Mrs. Pam Turk, who was involved in the school from the beginning, was the school's founding president. The school opened its doors to forty-one 9th and 10th graders in September 1998, and has grown quickly in its short history. The school graduated its first class in June 2001. The school was named in loving memory of Jack and Bessie Weinbaum in 2003. The school was originally located in the Jacobs and Rubin Youth and Senior Center of the Boca Raton Synagogue in suburban, central Boca Raton. The center is named for Dr. Merv and Elaine Jacobs and Mr. Lenny and Sima Rubin who both were part of the founders of the Boca Raton Synagogue and instrumental in the early years of its existence. In the summer of 2004, the school more than doubled its space, and Dr. Sam Lasko assumed the presidency of the school. In 2010, Mr. Jeff Harris assumed the presidency.

In June 2012, Rabbi Tirschwell stepped down after 15 years at the helm of the school. Executive Director Shimmie Kaminetsky and Principal Mrs. Ora Lee Kanner oversaw operations at the school during the 2012–2013 transition year, as the school was in the midst of a search process for a new Head of School, which began in 2013. On February 20, 2013, the Board of Trustees announced that it had selected S.A.R. Associate Principal Rabbi Jonathan Kroll as Head of School. The announcement came after a rigorous vetting process undertaken by the newly formed search committee.

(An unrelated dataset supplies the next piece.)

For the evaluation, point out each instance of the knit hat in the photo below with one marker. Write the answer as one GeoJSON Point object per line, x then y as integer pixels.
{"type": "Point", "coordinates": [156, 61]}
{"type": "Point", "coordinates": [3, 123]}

In 2015, the school was renamed Yeshiva High School, and construction began on its new campus at the Jewish Federation of South Palm Beach County. It was later renamed Katz Yeshiva High School. The school officially opened at its new campus and building in August 2017.

==Curriculum==
The school year is separated into three trimesters, including both religious and secular instruction.

Single-sex religious classes ("Judaic Studies") are held in the morning and include Chumash (Bible), Navi (Prophets), Torah She Ba'al Peh (Oral Law), and Hebrew. College preparatory subjects ("General or Secular Studies") are taught in mixed-sex classes in the afternoon and are separated by level. Core classes include English, science, math, and history, and Jewish History with electives such as Spanish, Arabic, Sign Language, Business, Photography, Videography, art, graphic design.

The school offers various Advanced Placement classes, including AP European History, AP United States History, AP English Literature, [[]]AP English Language and Composition, AP Chemistry, AP Biology, AP Physics, AP Environmental Science, AP Studio Art, AP Statistics, AP Psychology, AP Human Geography and AP Calculus AB and BC. Many students also participate in Yeshiva University's Model United Nations.

==Athletics ==
The school hosts a range of athletics separated by gender, including varsity boys and girls basketball, boys and girls soccer, boys and girls tennis, boys baseball, girls volleyball, and boys golf, boys flag football and junior varsity boys and girls basketball. These teams compete in the Florida High School Athletic Association (FHSAA) state league.

The sports teams are known as the Yeshiva Storm.

==Community service requirements ==
Students must complete 7 hours of community service each trimester, totaling 21 hours by the end of the school year and 84 hours by the end of the students' high school tenures.